Proxy Authentication - Use device account's credential

Copper Contributor

Our Surface Hub needs to use a proxy that requires authentication. We are trying to setup the Surface Hub proxy settings with "Use the device account's credentials" for the proxy authentication. The device account's credentials exists in our Active Directory and has access to the internet. The Surface hub is joined into our Active Directory domain. Everything works perfectly on the Hub except trying to browse the web using Edge. Everytime we open Edge and try to access a site, we get a prompt asking for credentials. Looking at a network trace, we see that the Surface Hub is passing invalid credentials to our proxy. It's trying to pass a local account instead of using the "device account".

 

Anyone can help?

9 Replies
Hi Patrick.

I’d highly recommend you raise a support case for Microsoft to look into this. Make sure you gather logs from the Surface Hub (Settings > Update & Security > Recovery > Collect Logs) to pass to Microsoft.

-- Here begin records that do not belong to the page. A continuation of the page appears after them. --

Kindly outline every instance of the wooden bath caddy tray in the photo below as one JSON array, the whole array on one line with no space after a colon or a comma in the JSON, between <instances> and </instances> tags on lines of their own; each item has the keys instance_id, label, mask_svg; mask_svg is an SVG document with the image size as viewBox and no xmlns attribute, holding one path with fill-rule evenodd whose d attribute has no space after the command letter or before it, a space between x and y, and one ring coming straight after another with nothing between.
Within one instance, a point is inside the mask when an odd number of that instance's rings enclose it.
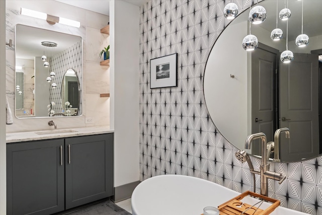
<instances>
[{"instance_id":1,"label":"wooden bath caddy tray","mask_svg":"<svg viewBox=\"0 0 322 215\"><path fill-rule=\"evenodd\" d=\"M273 204L266 208L265 210L258 208L256 212L254 213L254 212L257 209L257 207L253 206L251 209L249 209L243 214L245 215L266 215L271 213L275 209L277 206L278 206L280 202L278 200L274 199L273 198L269 198L267 196L264 196L258 193L256 193L251 191L246 191L242 193L231 199L226 201L226 202L220 204L218 206L218 209L219 210L220 215L239 215L243 213L243 211L246 210L249 208L252 207L250 204L243 203L239 201L243 199L244 197L248 195L251 195L253 197L257 197L260 198L261 200L265 200L267 201L272 202ZM259 200L260 201L260 200ZM257 204L257 205L259 205L260 203ZM202 215L203 215L202 214Z\"/></svg>"}]
</instances>

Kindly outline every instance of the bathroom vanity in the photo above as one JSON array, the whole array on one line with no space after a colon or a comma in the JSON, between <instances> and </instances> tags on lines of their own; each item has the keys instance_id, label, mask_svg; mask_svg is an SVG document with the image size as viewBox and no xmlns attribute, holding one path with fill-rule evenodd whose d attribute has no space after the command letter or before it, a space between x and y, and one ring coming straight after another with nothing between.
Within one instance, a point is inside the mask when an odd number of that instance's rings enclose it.
<instances>
[{"instance_id":1,"label":"bathroom vanity","mask_svg":"<svg viewBox=\"0 0 322 215\"><path fill-rule=\"evenodd\" d=\"M7 143L7 214L50 214L113 195L114 133L68 131Z\"/></svg>"}]
</instances>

https://support.microsoft.com/en-gb/help/4037644/surface-contact-surface-warranty-and-software-suppo...

I do have a support case opened unfortunatly, the end result so far is to open the SurfaceHub to the internet by doing MAC address filtering and letting the device go through without any authentication. I'm starting to consider this with our network/security team since we cannot make the Surface Hub properly pass it's device account to our proxy (Blue Coat).

The Surface Hub is not really domain joined as a desktop client. It only allows domain users to authenticate against the AD to access the settings.

During proxy authentication it will provide local account, not domain account credentials.

To solve this, you must configure the proxy to authenticate the device using the local creds.

Hey Patrick,

just in case you didn't solved it: you need to set 'AllowAutoProxyAuth' via MDM policy to make it work in Edge. see https://docs.microsoft.com/en-gb/surface-hub/manage-settings-with-mdm-for-surface-hub.

In addition to that, we are still waiting for an update scheduled for May 2018 to allow all apps on Surface Hub to work with proxy authentication.

Hi, 

 

Tried to set this up using our AirWatch MDM but I didn't see anything I could configure anything for SurfaceHub devices. Not sure we have the proper licensing. I'll need to dig further into our options. Anyway, we are not planning to purchase Hubs before Mai so when the patch comes out, I assume it will fix it all.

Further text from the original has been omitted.